By Shahid Abdul-Karim, New Haven Register

When city residents are released from prison, Earl Bloodworth is often there to pick them up.

Bloodworth, 42, is the program manager for the Warren Kimbro Reentry Project, or WKRP, and he’s doing his part to help reduce recidivism in the city. Part of the need is transportation.

“It’s extremely challenging. We work with individuals who are at high to moderate risk to recidivate,” said Bloodworth, who is a New Haven native.

“We work with some of the toughest cases,” he said. “It’s our goal to try to change their thought process so they can make better decisions and get off of the carousel of coming in and out of prison.”

The project is a partnership between the city, Project MORE Inc., Easter Seals Goodwill Industries and the Community Action Agency of New Haven, according to the city website.

It’s named in honor of the late Warren Kimbro, former executive director of Project MORE, Inc., who was incarcerated at one time and helped rebuild his life and dedicated it to supporting thousands of people rebuild their lives after they returned to New Haven from prison.

The partners provide case management services and connect returning individuals to services offered by the many partners who supported Second Chance 2.0. (In 2015, Connecticut passed legislation to help ensure that nonviolent offenders are successfully reintegrated into society and become productive workers in Connecticut’s economy, by emphasizing treatment and rehabilitation over punishment for small nonviolent drug crimes, says 211.ct.org.)

Each month the city receives more than 100 parolees, probationers and others who have completed their sentence.
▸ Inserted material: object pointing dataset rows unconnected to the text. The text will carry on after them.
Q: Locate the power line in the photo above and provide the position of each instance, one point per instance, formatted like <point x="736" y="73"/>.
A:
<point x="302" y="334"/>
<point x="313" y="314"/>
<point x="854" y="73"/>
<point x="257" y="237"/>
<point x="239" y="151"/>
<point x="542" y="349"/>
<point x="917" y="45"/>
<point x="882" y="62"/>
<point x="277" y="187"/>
Inmates are eligible for the project if they are at least 18 and are returning to the city or who may be released to parole, probation, halfway houses or are at the end of their sentence.

The project’s goal is to attain a 50 percent reduction in the recidivism rate of the target population within five years through a coordinated and individualized re-entry plan.

Bloodworth, who has been running the program for almost a year, oversees a $1 million budget that was part of a $2.3 million grant awarded to Connecticut by the U.S. Justice Department in October 2015. The New Haven grant is being used to focus on prisoners up to 12 months before their release to ensure they have jobs when they are released.